These past two months have brought some
wonderful things with it, starting with the Christmas season and all it
entails, celebrating birthdays, teeth tottering, a Girl’s Trip to Lubbock,
football watching, my mom and her classes that teach her how to use all of her
technology and gadgets (I don’t even know where to begin to tell you all the
reasons why this makes me grin like a possum) cold weather (which equals so
many happy things…fireplaces, hot chocolate, cute sweaters…just to name a
few) good friends, and laughter…Lots of
laughter. My 3 geese have been on my hip
most of the time, and I was quite traumatized, honestly, when our Christmas
vacation came to a screeching halt and I had to deliver them back to
school.
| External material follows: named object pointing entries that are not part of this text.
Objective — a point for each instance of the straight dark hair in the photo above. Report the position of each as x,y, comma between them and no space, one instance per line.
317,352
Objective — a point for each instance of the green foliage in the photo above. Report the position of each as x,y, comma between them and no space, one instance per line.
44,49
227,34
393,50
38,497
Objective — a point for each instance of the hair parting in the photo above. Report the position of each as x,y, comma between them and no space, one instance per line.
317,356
They make this house loud and
joyful and messy. They laugh and eat and play.
And they make this mama’s heart feel like it’s going to explode when I
stop and look at them and think I am going to die from their preciousness.
As you know, the holidays are synonymous with togetherness. Breathing the same air. Peas in a pod. And while most of the time, this is a good thing, there came a point in our family’s life recently when the Kumbaya moments fell to the wayside and living at Morris Ave was no longer roses and ponies. The moment was heartbreaking to this mama because once my kids start bickering and fighting with one another…the gloves are off.
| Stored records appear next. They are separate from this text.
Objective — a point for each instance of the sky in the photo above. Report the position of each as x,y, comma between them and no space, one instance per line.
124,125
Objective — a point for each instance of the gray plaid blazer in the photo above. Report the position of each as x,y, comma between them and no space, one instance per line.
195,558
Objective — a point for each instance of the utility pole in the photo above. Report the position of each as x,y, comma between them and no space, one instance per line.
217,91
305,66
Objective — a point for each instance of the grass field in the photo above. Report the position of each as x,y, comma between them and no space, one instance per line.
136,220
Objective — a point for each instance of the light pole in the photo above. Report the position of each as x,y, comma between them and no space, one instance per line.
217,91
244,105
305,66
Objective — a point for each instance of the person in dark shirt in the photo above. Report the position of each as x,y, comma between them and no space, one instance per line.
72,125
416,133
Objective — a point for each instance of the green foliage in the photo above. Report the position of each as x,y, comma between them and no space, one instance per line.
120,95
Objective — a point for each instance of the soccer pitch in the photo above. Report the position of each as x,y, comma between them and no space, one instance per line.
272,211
Claire and Gregory have a unique relationship due to the fact that neither one of them remembers their lives without the other. They are 17 months apart, and probably the closest thing to twins that one can muster without actually giving birth to two babies on the same day…a concept that I can hardly wrap my brain around. They are inseparable. They finish each other’s sentences. She is his “other mother” and he is her biggest fan. It’s hard to say one of their names without the other. You get the point.
And then, there is Meredith Grace. She came into the world at a whopping 5
pounds, and captured all of our hearts the instant we met her. She squeaks and 4 people JUMP…and I am
beginning to think she prefers her world to operate this way. She is witty and
funny. She is joyful and happy and
kind. We often call her the icing on our
cake…we honestly could not imagine our life without her beautiful smile. But our family faces the same problem that
many others share as well…2’s company, 3’s a crowd. My older two can buddy up and leave Meredith
out of their card game, bike riding, trampoline jumping, Lego building or
whatever adventure they have found themselves involved with…and cut her to the
quick faster than anything. She will
always be the youngest, and with that comes struggles that I know all too well,
growing up in a house full of 3 older brothers.
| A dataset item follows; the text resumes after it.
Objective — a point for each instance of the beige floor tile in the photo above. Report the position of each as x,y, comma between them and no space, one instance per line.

I sometimes watch Claire and Gregory interact with Meredith and wince as
they shun her immaturity with their tacky tones and raw run-ins. Obviously, I address it in the moment the best
I can…usually with an apology and a break for everyone. But as the last couple of months have dragged
on with what seems like endless days of being cooped up inside due to frigid
temperatures, my patience has become thin and their relationship threadlike.
What had become a typical scenario: kids playing outside. Sun goes down, kids come inside. Older two begin playing in boy’s room. Youngest wants to join them. They say no. She cries. Blah blah blah.
But this time, it was different. This time, I heard a tone in her cry that reached in and pricked a spot in my soul that I didn’t even know was there. It instantly brought back memories of quarrels with my brothers…one in particular…and I immediately jumped to her defense. A flood of emotions overwhelmed me as I walked into Gregory’s room and sat down.
So…30 minutes and many tears later, I believe
that I communicated to our geese what I have been trying to say for years. God
has given them each other…to take care of, to learn from, and to cling to. And
most importantly, Gregory left the room with this simple understanding: Sometimes, being a big brother is better than
being a superhero.
Whatever works, folks.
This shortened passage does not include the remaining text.